La première partie de L’ère de l’individu tyran décrit l’histoire récente de l’individualisme libéral, de John  Locke à la téléréalité. À partir du choc économique et la crise de 1970, les citoyens perdent leurs repères et  Éric Sadin décrit clairement l’avènement de l’individu contemporain. Ce sont les arrivées simultanées du  portable et d’internet qui vont finir de mettre à mal le socle commun des démocraties libérales avec de  développement du mythe de la suffisance de soi. Sadin décortique toutes les fonctions mises en place par  l’industrie du numérique (du like au retweet) qui flattent le besoin de reconnaissance de chacun et  développent une vanité sans limite.

Beaucoup, face aux difficultés en cours, se détournent de l’ensemble commun et envisagent de s’en remettre  avant tout à eux-mêmes. C’est l’ère du I de iphone, et du You de Youtube.

« Ce que génèrent toutes ces pratiques, ce n’est pas tant un brouillage entre sphère privée et publique que  l’affichage de soi comme nouvelle condition d’une visibilité sociale » (p. 159). Twitter est par exemple utilisé  pour faire part des états d’âmes, frustrations et insatisfactions au sujet de situations, d’institutions et plus  largement à l’égard de l’ordre du monde. Une soif d’expression se manifeste, mise à disposition de tous pour  attiser deux passions humaines aussi fondamentales que redoutables : le ressentiment et la colère. Il n’est  plus question de nouer des liens constructifs par le dialogue.

Ce qui compte c’est le besoin irrépressible de se faire entendre et d’exprimer son trop-plein d’affects. L’usage  de l’insulte, de l’invective, un flot perpétuel de paroles font supposer que le langage revêt une portée  systématiquement performative. C’est le triomphe de la parole sur l’action.

Pour Éric Sadin, nous vivons en Occident une ère nouvelle caractérisée par « l’avènement d’une condition  civilisationnelle inédite voyant l’abolition progressive de tout soubassement commun pour laisser place à un  fourmillement d’êtres épars qui s’estiment dorénavant représenter l’unique source normative de référence  et occuper de droit une position prépondérante » (p. 40). Nous percevons une ère nouvelle avec des  conséquences sur les comportements.

Chacun est devenu un être ultra-connecté, replié sur sa subjectivité et ses intérêts, persuadé d’être tout puissant. La réalité montre le contraire de ce sentiment de pouvoir. Les crises économiques renforcent l’idée  d’être dépossédé.

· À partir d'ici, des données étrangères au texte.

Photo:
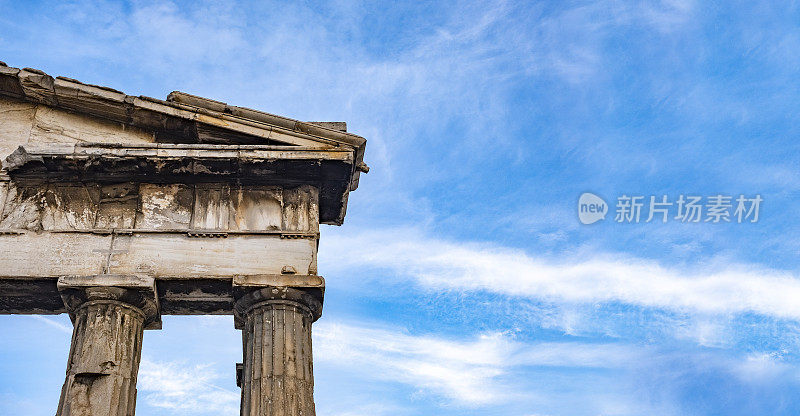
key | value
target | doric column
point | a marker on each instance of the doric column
(109, 315)
(277, 375)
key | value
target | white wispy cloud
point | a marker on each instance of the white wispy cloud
(181, 388)
(467, 372)
(433, 263)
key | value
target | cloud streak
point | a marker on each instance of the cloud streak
(471, 372)
(437, 264)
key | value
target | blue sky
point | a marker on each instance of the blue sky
(462, 282)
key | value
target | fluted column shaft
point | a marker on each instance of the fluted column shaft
(277, 378)
(103, 360)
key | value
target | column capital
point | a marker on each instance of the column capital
(246, 300)
(136, 292)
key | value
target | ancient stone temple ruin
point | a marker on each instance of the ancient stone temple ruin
(119, 209)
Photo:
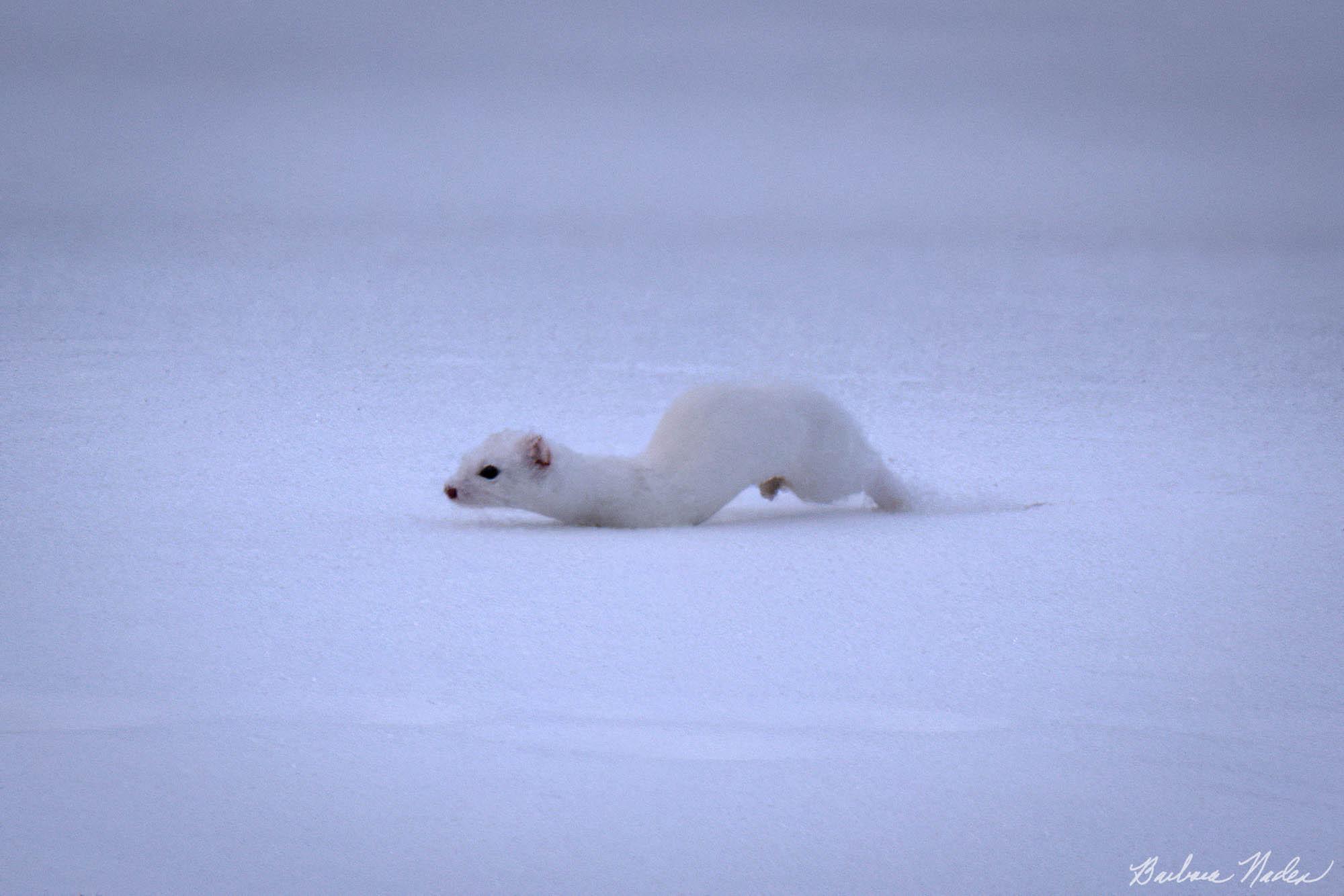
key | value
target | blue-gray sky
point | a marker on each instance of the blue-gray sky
(1190, 123)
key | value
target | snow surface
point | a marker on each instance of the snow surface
(267, 272)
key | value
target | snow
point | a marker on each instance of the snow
(265, 277)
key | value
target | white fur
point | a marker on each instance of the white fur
(713, 443)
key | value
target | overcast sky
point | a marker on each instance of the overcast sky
(1190, 123)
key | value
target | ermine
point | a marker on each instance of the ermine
(713, 443)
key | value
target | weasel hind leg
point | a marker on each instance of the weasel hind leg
(886, 491)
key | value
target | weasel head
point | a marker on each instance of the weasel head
(509, 469)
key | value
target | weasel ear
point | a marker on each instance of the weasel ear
(538, 452)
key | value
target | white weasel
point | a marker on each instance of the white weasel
(713, 443)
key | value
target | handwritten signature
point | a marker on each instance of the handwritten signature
(1257, 872)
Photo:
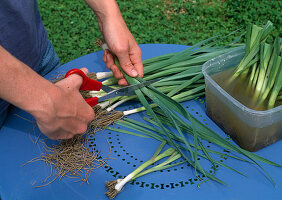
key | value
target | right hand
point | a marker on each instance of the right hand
(67, 113)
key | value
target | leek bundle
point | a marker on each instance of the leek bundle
(261, 66)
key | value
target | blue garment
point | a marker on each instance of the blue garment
(22, 34)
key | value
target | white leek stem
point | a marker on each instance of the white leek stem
(96, 93)
(105, 104)
(105, 46)
(101, 75)
(119, 103)
(135, 110)
(109, 81)
(120, 184)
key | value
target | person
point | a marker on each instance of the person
(26, 55)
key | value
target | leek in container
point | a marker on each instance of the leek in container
(243, 90)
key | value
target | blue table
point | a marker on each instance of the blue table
(17, 147)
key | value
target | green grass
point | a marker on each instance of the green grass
(73, 29)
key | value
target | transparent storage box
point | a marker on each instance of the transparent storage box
(250, 129)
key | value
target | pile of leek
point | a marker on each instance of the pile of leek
(261, 67)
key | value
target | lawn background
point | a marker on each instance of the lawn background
(72, 27)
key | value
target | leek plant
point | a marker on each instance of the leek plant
(164, 110)
(261, 66)
(114, 187)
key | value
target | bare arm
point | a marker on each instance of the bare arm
(59, 110)
(119, 39)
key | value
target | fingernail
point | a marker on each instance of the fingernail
(134, 73)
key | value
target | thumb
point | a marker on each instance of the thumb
(73, 81)
(127, 65)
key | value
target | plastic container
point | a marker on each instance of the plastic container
(250, 129)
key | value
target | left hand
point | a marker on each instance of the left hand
(119, 40)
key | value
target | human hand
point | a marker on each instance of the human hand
(122, 44)
(67, 113)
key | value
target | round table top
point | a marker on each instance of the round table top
(18, 145)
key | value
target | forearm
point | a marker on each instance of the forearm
(21, 86)
(104, 8)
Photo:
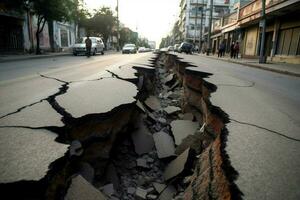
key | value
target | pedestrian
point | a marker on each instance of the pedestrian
(88, 46)
(221, 49)
(236, 50)
(232, 50)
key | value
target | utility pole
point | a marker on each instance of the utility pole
(262, 26)
(195, 27)
(201, 24)
(118, 27)
(209, 28)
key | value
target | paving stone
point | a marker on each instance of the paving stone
(26, 154)
(182, 128)
(38, 115)
(101, 96)
(153, 103)
(176, 166)
(80, 189)
(164, 144)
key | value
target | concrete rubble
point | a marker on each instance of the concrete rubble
(80, 189)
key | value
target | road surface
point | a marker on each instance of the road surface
(264, 130)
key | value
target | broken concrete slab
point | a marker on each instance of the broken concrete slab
(168, 78)
(141, 106)
(108, 189)
(188, 116)
(140, 194)
(26, 154)
(76, 148)
(112, 176)
(124, 71)
(182, 128)
(153, 103)
(38, 115)
(142, 139)
(168, 193)
(141, 162)
(80, 189)
(97, 96)
(177, 166)
(164, 144)
(159, 187)
(87, 171)
(171, 109)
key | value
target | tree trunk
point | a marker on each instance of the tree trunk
(39, 30)
(51, 36)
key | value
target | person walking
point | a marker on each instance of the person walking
(88, 46)
(236, 50)
(232, 50)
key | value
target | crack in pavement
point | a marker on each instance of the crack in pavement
(21, 108)
(232, 85)
(266, 129)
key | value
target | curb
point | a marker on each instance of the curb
(256, 66)
(33, 57)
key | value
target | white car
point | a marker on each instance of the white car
(97, 46)
(129, 48)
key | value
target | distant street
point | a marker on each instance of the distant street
(264, 132)
(21, 82)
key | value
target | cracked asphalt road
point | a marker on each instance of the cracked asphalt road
(264, 132)
(34, 99)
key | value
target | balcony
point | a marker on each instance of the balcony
(252, 10)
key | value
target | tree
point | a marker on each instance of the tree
(102, 23)
(49, 11)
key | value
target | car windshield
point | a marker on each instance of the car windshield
(129, 45)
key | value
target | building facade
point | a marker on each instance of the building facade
(17, 33)
(194, 17)
(282, 38)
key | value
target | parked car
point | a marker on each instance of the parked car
(176, 47)
(142, 49)
(170, 48)
(97, 46)
(129, 48)
(186, 48)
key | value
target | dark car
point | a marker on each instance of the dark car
(186, 48)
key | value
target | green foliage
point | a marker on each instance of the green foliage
(101, 23)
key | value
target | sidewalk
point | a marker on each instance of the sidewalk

Il s’agit donc d’enjeux politiques et civilisationnels majeurs de cette nouvelle décennie.

Éric Sadin affirme d’emblée qu’« il existe des valeurs transcendantes, celle de notre humanité, de notre  commune humanité, qui au-delà de nos irréductibles subjectivités, supposent une société d’âmes restant  unies par un principe non-dit et qui doit être tenu pour inaliénable » (p. 46).

Fruit d’un libéralisme quelque peu dévoyé, l’individu contemporain vit désormais dans sa bulle, sans se  préoccuper du bien commun – une situation résultant également de l’incapacité pour chacun d’entre nous  de changer concrètement les choses. S’il se replie par impuissance dans sa sphère privée, l’individu  contemporain croit toutefois détenir un pouvoir sans précédent grâce aux outils numériques. Il s’agit  évidemment d’une illusion : ces outils n’ont pas permis aux individus d’obtenir davantage de pouvoir. Ils ne  peuvent y exprimer que des affects tout en restant les prisonniers d’un ordre techno-libéral.

Le diagnostic est clair et implacable. La violence à venir qui est décrite fait froid dans le dos tant le processus  parait irréversible.